Showing quasi-convexity

• \(g(\wh A, \wh C)\) is \(\tau\)-WQC over \[N_\tau(a) = \set{\wh a\in \R^n}{\forall |z|=1, \Re\pa{p_a}{p_{\wh a}}\ge \fc\tau2}.\]
  • Proof. Calculate \(h_{\wh s},h_{\wh p}\). Then compute \[ \an{h_{\wh a}, \wh a - a} + \an{h_{\wh C}, \wh C-C} = 2\Re \pa{p}{\wh p} |\wh G - G|^2.\] Use the Fourier expression for \(g\).
• \(g\) is \(\Om\pf{\tau_0\tau_1}{\tau_2}\)-WQC in \(B_\al \ot \R^n\) and \(O\pf{n^2}{\tau_1^4}\)-WS.
  • Proof. For \(\wh a, a\in B_\al\), show that \(\wh a\in N_\tau(a)\). Restricting \(C\) to be a sector means the angle between any 2 points in \(C\) is at most \(\pi - \Om(\tau_0)\) and the magnitude is at least \(\Om\pf{\tau_1}{\tau_2}\).
  • Smoothness (3.4). Use chain rule with \(p\) and CS.

Unbiased estimator

Let \(T_1=\fc T4\). Using loss function \[ \ell((x,y),\wh\Te) = \rc{T-T_1} \sum_{t>T_1} \ve{\wt y_t - y_t}^2, \] gradients wrt \(\wh a, \wh C, \wh D\) are almost (exponentially) unbiased.

Bounded variance

Omitted.

Extensions

Ex. when we can’t hope to properly recover: \(G(z) = G_1(z) \fc{z^n-r_1^n}{z^n-r_2^n}\) where \(r_1\approx r_2\approx 1\). They are exponentially close but the characteristic polys are very different.

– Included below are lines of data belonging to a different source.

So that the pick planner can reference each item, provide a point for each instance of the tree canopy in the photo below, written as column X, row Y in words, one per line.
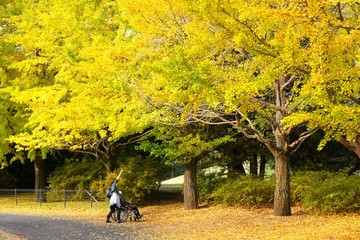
column 85, row 75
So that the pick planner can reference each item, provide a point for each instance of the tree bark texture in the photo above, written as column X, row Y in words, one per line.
column 190, row 185
column 280, row 152
column 262, row 165
column 39, row 167
column 282, row 190
column 253, row 165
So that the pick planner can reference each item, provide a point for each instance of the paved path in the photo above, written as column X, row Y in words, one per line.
column 36, row 227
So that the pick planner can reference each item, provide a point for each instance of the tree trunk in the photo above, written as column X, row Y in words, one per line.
column 39, row 166
column 262, row 165
column 280, row 152
column 253, row 165
column 282, row 191
column 190, row 185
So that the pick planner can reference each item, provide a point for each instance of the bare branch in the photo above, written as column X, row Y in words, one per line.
column 302, row 137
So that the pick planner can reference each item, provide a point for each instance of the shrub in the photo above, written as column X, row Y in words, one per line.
column 327, row 192
column 245, row 191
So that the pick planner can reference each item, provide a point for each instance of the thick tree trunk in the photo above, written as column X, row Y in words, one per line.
column 280, row 152
column 253, row 165
column 262, row 165
column 282, row 191
column 190, row 185
column 39, row 166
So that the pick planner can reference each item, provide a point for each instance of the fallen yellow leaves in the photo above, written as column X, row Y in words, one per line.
column 171, row 221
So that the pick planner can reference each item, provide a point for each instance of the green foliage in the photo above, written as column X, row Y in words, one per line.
column 245, row 191
column 321, row 191
column 327, row 192
column 75, row 175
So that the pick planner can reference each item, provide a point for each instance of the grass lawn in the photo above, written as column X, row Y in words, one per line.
column 171, row 221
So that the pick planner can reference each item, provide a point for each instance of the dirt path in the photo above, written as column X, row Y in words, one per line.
column 36, row 227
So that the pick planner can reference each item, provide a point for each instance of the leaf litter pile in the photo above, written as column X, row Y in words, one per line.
column 171, row 221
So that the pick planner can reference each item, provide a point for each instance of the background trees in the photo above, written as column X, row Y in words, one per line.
column 92, row 77
column 245, row 64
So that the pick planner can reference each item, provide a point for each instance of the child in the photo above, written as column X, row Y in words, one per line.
column 114, row 200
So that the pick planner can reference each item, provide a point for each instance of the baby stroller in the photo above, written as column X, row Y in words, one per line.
column 127, row 212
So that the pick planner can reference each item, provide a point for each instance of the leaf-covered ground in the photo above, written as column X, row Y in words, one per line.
column 171, row 221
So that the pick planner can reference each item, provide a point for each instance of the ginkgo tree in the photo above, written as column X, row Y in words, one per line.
column 71, row 80
column 243, row 63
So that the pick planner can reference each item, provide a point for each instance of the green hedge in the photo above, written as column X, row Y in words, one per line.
column 245, row 191
column 327, row 192
column 322, row 191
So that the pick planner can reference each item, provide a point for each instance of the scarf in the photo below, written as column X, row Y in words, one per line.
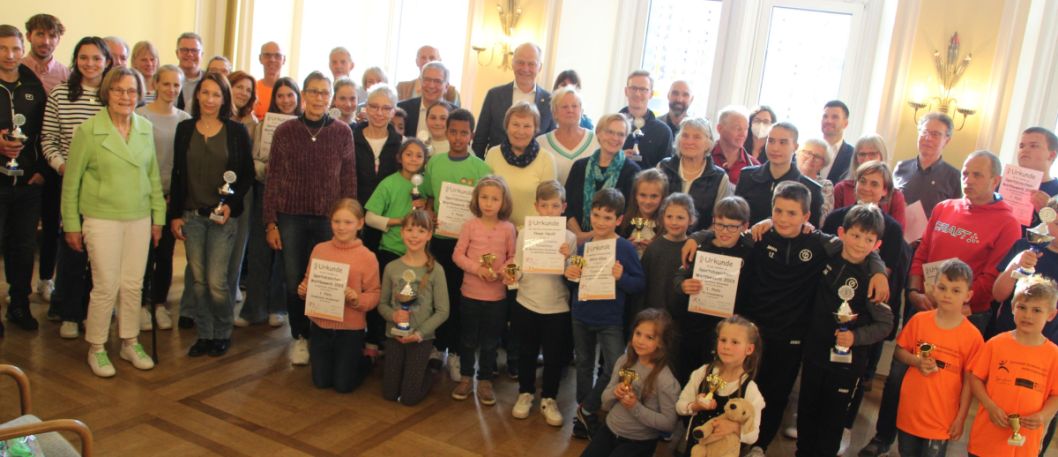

Approximation: Prove that the inverse of a poly can be easily approximated (cf. proof for conjugate gradients, Chebyshev approx).

Using the approximation result, get \(\ab{\fc{pu}{z^{n+d}} - 1} <0.5\), so \(\fc{pu}{z^{n+d}}\in C\) for appropriate \(\tau_i\).